How did Girl Scouts prepare her to lead?
When Eileen’s troop began to mentor the girls in a younger troop, she remembers learning leadership fundamentals. She says the experience taught her that leadership is about maintaining personal accountability, listening, and collaborating to come up with creative ways to do things.

What advice would she give today’s Girl Scouts?
“In a world that says you can’t, always strive to prove that you can. In a world that says you must fit in, dare to stand out.”

Raytheon Company, with 2018 sales of $27 billion and 67,000 employees, is a technology and innovation leader specializing in defense, civil government and cybersecurity solutions. With a history of innovation spanning 97 years, Raytheon provides state-of-the-art electronics, mission systems integration, C5I™ products and services, sensing, effects, and mission support for customers in more than 80 countries.

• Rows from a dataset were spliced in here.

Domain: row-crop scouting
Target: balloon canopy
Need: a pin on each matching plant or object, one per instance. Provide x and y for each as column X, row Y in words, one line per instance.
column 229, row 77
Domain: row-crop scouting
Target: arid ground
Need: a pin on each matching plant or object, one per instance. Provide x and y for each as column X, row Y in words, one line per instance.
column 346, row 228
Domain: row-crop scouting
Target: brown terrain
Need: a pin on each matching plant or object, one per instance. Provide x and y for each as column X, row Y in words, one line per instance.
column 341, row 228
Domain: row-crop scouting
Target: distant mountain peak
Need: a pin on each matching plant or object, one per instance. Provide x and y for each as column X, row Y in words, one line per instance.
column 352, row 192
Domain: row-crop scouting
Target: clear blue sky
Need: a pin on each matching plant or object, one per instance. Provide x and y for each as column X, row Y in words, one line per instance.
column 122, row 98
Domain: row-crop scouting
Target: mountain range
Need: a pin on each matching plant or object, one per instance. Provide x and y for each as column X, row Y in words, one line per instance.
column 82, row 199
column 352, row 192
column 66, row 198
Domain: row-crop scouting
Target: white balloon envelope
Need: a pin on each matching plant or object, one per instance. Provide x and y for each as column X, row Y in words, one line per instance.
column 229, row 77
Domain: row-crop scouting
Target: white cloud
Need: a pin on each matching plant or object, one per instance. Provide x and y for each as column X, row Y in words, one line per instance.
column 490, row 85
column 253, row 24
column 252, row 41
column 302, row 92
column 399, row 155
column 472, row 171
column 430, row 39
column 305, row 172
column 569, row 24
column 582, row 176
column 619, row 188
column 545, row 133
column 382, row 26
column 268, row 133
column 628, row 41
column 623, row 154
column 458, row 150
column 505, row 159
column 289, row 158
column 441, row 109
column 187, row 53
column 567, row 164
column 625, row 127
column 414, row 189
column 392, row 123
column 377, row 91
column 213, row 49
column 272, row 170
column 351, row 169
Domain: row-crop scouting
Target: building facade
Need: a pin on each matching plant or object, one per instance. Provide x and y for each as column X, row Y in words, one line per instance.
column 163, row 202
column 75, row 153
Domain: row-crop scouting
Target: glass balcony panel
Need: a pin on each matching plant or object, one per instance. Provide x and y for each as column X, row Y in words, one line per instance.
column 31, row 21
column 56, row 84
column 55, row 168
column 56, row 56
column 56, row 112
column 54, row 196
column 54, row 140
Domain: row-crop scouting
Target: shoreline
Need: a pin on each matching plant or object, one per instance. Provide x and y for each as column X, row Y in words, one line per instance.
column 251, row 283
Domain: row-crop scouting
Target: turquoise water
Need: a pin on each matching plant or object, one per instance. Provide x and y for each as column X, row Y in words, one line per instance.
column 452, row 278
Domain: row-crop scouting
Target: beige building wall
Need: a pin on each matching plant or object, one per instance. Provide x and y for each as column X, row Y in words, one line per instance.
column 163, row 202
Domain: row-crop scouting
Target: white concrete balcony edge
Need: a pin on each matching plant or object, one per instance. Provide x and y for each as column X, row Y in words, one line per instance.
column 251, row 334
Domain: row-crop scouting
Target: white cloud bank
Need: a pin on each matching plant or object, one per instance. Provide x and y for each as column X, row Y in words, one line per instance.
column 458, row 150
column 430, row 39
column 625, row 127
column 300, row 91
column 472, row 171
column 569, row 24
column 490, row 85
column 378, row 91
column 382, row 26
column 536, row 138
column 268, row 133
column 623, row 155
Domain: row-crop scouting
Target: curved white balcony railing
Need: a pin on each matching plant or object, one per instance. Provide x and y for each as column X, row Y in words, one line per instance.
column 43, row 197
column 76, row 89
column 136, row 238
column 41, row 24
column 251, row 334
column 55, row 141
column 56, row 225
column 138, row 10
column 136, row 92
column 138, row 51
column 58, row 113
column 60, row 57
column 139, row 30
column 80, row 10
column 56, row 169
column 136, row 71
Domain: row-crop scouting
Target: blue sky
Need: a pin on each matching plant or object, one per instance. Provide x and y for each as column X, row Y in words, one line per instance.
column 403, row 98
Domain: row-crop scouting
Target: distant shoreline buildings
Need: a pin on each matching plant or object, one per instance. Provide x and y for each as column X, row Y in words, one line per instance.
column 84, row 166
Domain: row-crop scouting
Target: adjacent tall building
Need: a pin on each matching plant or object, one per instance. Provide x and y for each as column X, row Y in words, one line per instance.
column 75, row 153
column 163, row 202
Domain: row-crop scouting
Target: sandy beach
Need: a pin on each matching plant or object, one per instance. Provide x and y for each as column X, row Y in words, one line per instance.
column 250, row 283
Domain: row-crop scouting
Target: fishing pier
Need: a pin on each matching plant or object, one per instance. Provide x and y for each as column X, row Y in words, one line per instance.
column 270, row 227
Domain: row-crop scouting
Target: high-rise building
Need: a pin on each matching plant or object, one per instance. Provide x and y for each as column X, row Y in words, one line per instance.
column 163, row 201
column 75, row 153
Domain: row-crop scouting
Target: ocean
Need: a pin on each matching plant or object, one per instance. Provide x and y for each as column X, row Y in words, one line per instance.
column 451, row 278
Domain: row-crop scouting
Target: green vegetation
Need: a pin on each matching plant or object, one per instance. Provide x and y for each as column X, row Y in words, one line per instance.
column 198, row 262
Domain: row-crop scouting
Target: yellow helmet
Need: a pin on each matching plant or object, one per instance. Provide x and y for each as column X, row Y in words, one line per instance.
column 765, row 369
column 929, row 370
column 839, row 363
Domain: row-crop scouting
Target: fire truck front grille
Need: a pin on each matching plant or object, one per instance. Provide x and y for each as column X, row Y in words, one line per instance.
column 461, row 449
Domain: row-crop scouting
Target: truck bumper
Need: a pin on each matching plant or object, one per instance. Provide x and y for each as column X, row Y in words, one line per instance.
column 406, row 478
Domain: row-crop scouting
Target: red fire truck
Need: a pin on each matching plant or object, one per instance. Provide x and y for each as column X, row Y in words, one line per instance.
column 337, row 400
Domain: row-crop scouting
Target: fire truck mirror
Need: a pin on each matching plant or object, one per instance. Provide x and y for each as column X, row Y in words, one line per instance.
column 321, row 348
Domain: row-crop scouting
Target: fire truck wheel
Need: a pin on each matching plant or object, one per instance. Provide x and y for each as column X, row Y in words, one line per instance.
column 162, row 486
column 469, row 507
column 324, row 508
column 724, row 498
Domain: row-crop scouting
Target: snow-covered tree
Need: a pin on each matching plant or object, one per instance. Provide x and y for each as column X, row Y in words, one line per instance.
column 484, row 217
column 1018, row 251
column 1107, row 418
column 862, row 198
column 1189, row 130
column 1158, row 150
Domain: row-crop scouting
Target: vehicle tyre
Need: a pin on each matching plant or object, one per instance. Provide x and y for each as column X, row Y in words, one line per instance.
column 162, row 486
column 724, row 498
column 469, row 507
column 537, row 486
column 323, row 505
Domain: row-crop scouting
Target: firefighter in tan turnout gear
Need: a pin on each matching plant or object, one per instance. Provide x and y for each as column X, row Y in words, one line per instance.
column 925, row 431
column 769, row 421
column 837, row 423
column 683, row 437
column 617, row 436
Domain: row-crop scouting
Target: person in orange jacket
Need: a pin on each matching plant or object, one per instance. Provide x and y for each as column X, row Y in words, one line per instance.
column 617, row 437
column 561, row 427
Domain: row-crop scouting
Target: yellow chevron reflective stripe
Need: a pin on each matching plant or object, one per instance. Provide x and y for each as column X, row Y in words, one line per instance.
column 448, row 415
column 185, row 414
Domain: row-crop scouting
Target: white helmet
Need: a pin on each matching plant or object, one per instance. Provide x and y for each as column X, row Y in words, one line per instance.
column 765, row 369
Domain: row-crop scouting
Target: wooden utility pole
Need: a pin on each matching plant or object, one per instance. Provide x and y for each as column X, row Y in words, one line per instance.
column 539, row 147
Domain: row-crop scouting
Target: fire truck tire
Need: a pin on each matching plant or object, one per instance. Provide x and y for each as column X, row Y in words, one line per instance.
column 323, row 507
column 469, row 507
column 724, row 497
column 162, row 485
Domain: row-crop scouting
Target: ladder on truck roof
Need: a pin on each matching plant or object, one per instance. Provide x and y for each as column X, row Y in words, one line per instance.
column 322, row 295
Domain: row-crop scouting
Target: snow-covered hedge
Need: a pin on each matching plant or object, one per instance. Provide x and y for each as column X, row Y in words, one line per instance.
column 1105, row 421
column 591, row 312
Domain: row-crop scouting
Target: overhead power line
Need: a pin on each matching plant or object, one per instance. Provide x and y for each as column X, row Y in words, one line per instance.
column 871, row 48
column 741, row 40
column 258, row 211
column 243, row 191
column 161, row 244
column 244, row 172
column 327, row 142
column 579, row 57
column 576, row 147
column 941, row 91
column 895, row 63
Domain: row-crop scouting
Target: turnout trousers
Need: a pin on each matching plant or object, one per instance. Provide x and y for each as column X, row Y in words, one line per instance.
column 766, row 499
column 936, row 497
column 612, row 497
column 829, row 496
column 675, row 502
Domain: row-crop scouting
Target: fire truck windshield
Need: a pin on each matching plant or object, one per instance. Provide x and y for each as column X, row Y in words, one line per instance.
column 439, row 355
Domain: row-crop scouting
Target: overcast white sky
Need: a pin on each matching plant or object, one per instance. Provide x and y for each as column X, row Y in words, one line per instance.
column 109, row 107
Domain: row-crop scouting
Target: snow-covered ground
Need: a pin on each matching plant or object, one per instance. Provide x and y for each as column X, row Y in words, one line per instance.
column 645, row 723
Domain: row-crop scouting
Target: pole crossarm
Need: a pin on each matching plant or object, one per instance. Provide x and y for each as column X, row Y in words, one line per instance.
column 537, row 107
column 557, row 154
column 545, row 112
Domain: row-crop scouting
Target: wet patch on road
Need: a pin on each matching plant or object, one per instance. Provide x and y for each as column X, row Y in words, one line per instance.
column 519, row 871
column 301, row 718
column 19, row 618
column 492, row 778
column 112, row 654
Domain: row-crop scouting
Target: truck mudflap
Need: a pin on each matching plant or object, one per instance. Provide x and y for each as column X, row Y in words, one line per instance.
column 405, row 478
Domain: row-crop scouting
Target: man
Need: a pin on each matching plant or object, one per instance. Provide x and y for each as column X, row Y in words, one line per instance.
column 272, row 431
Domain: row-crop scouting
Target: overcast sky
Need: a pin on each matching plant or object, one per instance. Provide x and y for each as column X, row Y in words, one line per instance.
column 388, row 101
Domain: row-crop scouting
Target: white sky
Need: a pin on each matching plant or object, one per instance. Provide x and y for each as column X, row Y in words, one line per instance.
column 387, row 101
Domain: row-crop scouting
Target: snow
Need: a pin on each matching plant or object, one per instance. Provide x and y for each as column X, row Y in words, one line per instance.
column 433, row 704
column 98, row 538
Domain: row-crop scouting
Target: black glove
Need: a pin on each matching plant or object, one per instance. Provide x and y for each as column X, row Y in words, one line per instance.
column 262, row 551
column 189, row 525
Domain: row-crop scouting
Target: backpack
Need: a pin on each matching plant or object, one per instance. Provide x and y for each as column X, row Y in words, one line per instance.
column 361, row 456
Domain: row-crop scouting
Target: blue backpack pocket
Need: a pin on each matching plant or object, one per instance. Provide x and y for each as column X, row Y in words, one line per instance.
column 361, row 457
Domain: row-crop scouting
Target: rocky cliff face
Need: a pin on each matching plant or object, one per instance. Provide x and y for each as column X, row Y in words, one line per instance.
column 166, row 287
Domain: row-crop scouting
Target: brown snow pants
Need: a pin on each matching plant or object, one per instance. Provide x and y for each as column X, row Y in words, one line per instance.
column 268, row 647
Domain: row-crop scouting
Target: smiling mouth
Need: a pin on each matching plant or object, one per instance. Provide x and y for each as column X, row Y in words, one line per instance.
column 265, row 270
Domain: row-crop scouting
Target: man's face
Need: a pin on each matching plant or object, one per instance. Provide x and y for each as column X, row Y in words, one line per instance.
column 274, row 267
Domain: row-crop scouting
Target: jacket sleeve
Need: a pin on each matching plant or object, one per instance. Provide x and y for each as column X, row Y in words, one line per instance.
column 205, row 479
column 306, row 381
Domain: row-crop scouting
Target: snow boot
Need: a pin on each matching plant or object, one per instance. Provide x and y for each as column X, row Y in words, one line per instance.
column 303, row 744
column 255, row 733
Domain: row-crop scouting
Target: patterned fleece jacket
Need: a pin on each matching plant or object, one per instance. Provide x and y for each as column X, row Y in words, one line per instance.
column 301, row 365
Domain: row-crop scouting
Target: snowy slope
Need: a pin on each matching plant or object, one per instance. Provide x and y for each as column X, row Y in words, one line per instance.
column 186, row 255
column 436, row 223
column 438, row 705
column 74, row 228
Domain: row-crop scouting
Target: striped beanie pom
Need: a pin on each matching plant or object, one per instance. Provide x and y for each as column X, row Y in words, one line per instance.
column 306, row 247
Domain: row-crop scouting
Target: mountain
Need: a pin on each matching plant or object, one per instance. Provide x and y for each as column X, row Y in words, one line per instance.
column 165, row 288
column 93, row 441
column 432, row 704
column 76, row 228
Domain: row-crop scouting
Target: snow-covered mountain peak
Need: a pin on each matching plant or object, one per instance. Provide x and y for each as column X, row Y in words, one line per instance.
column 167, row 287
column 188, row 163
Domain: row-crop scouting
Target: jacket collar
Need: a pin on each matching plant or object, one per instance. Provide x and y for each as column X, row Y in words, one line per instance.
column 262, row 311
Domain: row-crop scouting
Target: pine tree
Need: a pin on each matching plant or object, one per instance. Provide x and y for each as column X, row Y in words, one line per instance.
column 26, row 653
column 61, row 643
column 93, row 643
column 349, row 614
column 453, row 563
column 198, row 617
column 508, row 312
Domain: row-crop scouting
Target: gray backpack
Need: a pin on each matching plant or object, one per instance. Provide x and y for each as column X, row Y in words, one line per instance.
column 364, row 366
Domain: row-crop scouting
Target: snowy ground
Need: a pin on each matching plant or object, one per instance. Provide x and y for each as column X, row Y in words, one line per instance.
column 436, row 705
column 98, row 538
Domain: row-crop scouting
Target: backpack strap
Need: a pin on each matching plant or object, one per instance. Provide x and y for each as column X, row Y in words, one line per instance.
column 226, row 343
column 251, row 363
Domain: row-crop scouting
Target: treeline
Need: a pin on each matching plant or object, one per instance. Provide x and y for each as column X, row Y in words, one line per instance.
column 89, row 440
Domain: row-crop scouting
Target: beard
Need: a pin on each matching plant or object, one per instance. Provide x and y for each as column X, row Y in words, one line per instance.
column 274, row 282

Through a multiyear commitment from Raytheon, GSUSA launched its first national computer science program for middle and high school girls this year, and in the coming year, GSUSA will pilot its first-ever national Cyber Challenge for middle school and high school girls. These initiatives have the potential to reach nearly half a million girls in grades 6–12, many of them from military families, and they aim to prepare more girls to pursue computer science careers, including in cybersecurity, robotics, data science, and artificial intelligence.